There was speculation that the attempt to blow up the embassy was to avenge the assassination of Khalil Wazir, the PLO's military chief, who was killed April 16 in Tunis by suspected Israeli agents.
However, the Palestine Liberation Organization's office in Nicosia issued a statement denying involvement in the explosion, saying it "strongly condemns this ugly crime."
Police said the driver of a Mitsubishi tried to park outside the four-story embassy building twice but was told by guards that he had to move. When asked for his identification, the driver took off at high speed and rammed another car at an intersection. Seconds later, the car exploded.

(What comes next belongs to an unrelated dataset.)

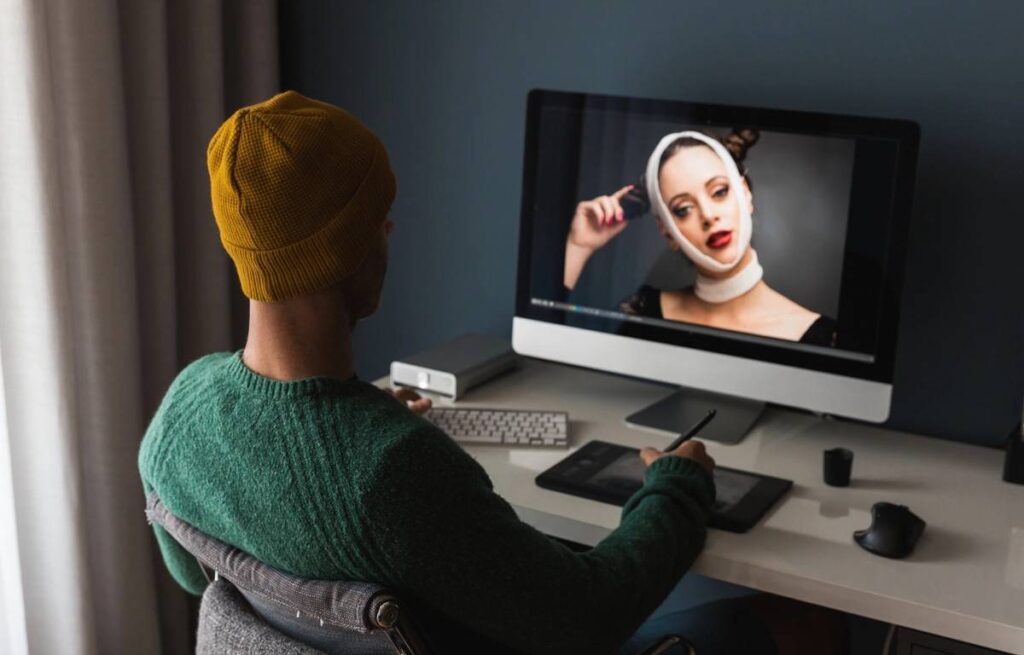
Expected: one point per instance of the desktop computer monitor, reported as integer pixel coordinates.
(747, 255)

The fiery blast, about 200 yards from the embassy, killed the car's driver and two Cypriots.
The car's owner, a Lebanese, was in the vehicle but ran away just before the explosion. He was arrested and "is expected to assist police in their investigations," Veniamin said.

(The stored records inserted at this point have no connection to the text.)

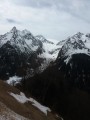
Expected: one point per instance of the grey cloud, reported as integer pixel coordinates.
(11, 21)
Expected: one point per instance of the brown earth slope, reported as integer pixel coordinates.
(26, 110)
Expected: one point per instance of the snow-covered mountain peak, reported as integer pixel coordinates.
(43, 39)
(13, 30)
(78, 43)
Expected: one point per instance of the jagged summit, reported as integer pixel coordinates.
(78, 43)
(43, 39)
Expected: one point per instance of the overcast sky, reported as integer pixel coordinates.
(55, 19)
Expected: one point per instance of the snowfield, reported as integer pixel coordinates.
(22, 99)
(7, 114)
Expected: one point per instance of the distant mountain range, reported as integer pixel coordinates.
(56, 74)
(23, 54)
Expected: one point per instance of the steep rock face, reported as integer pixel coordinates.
(65, 85)
(19, 52)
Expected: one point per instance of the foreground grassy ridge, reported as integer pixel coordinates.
(26, 110)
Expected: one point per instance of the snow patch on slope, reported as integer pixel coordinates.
(22, 99)
(7, 114)
(13, 80)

Police identified the arrested man as Omar Ahmad Hawillo, 28, a student at a Nicosia college who had arrived from Lebanon on March 21.
The car was blown apart by the explosion, which set four other vehicles on fire. Police said a briefcase containing a remote-control detonating device was found nearby.
The charred remains of the driver were found 400 yards from the wreckage. Windows were shattered in the area and some of the embassy's windows were blown out. The embassy's press officer, Ben Matiatu, said no one in the building was hurt.
Police said the two Cypriots killed in the blast were a woman who was trapped in her burning car and a pedestrian.
An anonymous caller telephoned a Mideast bureau of NBC-TV to claim responsibility for the explosion in the name of the Palestinian terrorist Abu Nidal.
In Jerusalem, an Israeli Foreign Ministry statement said that "the explosion, in the wake of which innocent Cypriots were hurt, was another attempt to exploit the soil of Cyprus for terrorist attacks against Israel."